Vasopressin adalah bahan kimia agresi yang terdapat di dalam amigdala, salah satu pusat emosi-agresi di otak, dan di dalam hypothalamus depan, pengatur hormon di sistem limbic. Vasopressin sangat berperan dalam penandaan teritorial dan agresi seksual. Selama pemanasan sebelum berhubungan seksual, vasopressin dikeluarkan dalam otak lelaki.
Menariknya, semakin tingginya kandungan vasopressin tidak meningkatkan, tetapi justru menghambat, fungsi-fungsi cumbu-cumbuan pada perempuan. Semakin besar kandungan vasopressin, semakin besar nafsu lelaki terhadap perempuan, tetapi justru semakin kecil nafsu perempuan terhadap lelaki.
Jika selama pemanasan itu otak lelaki dan perempuan mengeluarkan vasopressin, lelaki menjadi sangat bernafsu terhadapnya, tetapi perempuan ini justru menjadi ingin menjauh darinya. Sebagaimana hormon testosteron, kandungan vasopressin di dalam otak sebagian ditentukan oleh testis, jika seorang lelaki dikebiri, kandungan testosteron dan vasopressinnya menurun secara signifikan.
Dopamine
Bahan neurokimia ini, yang memainkan peranan krusial untuk menjaga kesehatan otak secara umum, juga memainkan peranan kunci dalam agresivitas seksual lelaki. Jika dopamine dibuang dari otak lelaki, lelaki ini akan kehilangan nafsu seksualnya.
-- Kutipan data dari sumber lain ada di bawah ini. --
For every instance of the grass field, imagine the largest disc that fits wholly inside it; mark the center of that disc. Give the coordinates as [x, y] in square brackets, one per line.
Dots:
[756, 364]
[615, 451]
Dia tidak akan memburu perempuan lagi. Sebaliknya, jika dopamine dibuang dari otak perempuan, nafsu seksualnya takkan terpengaruh.
Ketika berbicara tentang testosteron, vasopressin, dan dopamine, dan tentang hubungan pokok antara nafsu seksual dan sikap agresif lelaki, kita harus ingat bahwa pola-pola aktivitas ini bukanlah "perilaku hasil belajar", tetapi "perilaku instingtif".
Seorang anak lelaki tidak perlu belajar bagaimana caranya meningkatkan kandungan hormon testosteronnya untuk mendekati seorang gadis. Dia tidak perlu belajar, dari ibu, ayah, atau masyarakatanya, tentang cara menghubungkan vasopressin atau dopaminenya dengan nafsu seksualnya.
Gadis-gadis dan perempuan-perempuan dewasa juga tidak perlu belajar untuk meniadakan hubungan ini dalam sistem otak mereka, yang dalam sistem otak lelaki berasal dari vasopressin. Sebab pola-pola tersebut telah terbentuk sejak dalam rahim ibu oleh sekresi testosteron selama pertumbuhan otak lelaki dan perempuan. Kita hanya perlu mempelajari seni-seni bercinta yang lebih lembut, tetapi seksualitas kita bersifat bawaan.
Adalah penting bagi perempuan untuk mengingat hal tersebut ketika ia merasa jengkel dengan lelaki yang tampaknya hanya mengejar kebutuhan seksual dan ingin menaklukkannya daripada membangun hubungan cinta yang awet. Khususnya semasa muda, otak lelaki cenderung pada urusan seks (pemanasan, hubungan seksual, ejakulasi) daripada membina hubungan cinta (mengemong, komitmen untuk hanya memiliki satu pasangan).
Banyak aktivitas otak lelaki berakhir ketika terjadi ejakulasi, dan otaknya memang bekerja untuk mencapai tujuan tersebut. Otak perempuan pun bekerja tetapi tidak untuk mencapai tujuan yang sama. Umumnya lelaki memandang cinta sebagai cara untuk mencapai tujuan seks, sedangkan perempuan memandang seks sebagai cara untuk mengawali hubungan cinta.